The undersigned hereby grants to each such attorney-in-fact full power
and authority to do and perform any and every act and thing whatsoever
requisite, necessary, or proper to be done in the exercise of any of the
rights and powers herein granted, as fully to all intents and purposes as
the undersigned might or could do if personally present, with full power
of substitution or revocation, hereby ratifying and confirming all that
such attorney-in-fact, or such attorney-in-fact's substitute or substitutes,
shall lawfully do or cause to be done by virtue of this power of attorney
and the rights and powers herein granted.
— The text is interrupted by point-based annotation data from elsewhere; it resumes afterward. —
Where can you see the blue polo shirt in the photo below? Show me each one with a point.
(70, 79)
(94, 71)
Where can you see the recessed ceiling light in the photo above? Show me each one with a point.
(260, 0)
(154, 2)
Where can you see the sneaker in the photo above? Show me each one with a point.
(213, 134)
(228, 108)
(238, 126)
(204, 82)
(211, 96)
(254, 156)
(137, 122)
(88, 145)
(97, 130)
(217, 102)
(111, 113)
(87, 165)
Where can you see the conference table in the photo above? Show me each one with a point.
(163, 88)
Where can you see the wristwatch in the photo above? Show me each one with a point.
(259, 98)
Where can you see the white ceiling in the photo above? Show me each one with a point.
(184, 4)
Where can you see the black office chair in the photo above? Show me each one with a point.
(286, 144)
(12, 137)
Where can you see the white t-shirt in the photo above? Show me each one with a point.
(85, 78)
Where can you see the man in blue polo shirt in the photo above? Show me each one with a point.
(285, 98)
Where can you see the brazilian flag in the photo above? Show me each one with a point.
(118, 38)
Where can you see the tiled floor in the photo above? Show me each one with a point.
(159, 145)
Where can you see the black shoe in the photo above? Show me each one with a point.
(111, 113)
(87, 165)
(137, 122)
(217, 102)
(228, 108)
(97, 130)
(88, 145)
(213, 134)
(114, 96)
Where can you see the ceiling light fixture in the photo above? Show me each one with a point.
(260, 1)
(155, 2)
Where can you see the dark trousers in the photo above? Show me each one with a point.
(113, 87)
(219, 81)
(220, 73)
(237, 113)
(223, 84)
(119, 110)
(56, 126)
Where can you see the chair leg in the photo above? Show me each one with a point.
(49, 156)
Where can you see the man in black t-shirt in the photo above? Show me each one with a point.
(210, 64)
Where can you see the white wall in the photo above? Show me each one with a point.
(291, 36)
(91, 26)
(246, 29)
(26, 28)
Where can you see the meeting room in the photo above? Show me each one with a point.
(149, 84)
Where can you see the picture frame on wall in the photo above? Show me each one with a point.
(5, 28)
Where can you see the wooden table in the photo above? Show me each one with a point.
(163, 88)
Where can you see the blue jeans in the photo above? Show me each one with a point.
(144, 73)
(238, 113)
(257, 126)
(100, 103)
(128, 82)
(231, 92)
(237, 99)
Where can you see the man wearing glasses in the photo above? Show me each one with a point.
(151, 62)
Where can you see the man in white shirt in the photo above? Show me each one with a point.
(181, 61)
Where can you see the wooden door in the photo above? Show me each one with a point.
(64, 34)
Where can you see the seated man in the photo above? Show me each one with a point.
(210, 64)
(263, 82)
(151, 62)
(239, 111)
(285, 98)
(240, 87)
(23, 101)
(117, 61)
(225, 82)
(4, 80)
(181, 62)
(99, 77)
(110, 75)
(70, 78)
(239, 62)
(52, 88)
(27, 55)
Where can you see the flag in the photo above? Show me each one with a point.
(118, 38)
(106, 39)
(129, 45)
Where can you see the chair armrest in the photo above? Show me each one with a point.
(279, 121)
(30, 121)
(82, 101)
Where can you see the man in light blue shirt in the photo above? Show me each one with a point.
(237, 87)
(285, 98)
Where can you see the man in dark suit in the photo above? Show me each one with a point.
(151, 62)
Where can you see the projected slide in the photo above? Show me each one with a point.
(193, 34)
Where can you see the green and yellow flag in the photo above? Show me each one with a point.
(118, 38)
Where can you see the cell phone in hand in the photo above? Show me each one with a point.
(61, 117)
The undersigned acknowledges that
the foregoing attorneys-in-fact, in serving in such capacity at the request
of the undersigned, are not assuming, nor is the Company assuming, any of
the undersigned?s responsibilities to comply with Section 16 of the Exchange
Act or Rule 144 of the Securities Act.
This Limited Power of Attorney shall remain in full force and effect until
the undersigned is no longer required to file Forms 3, 4 and 5 with respect
to the undersigned?s holdings of and transactions in securities issued by
the Company, unless earlier revoked by the undersigned in a signed writing
delivered to the foregoing attorneys-in-fact.
IN WITNESS WHEREOF, the undersigned has caused this Power of Attorney to
be executed as of this 18th day of January, 2022.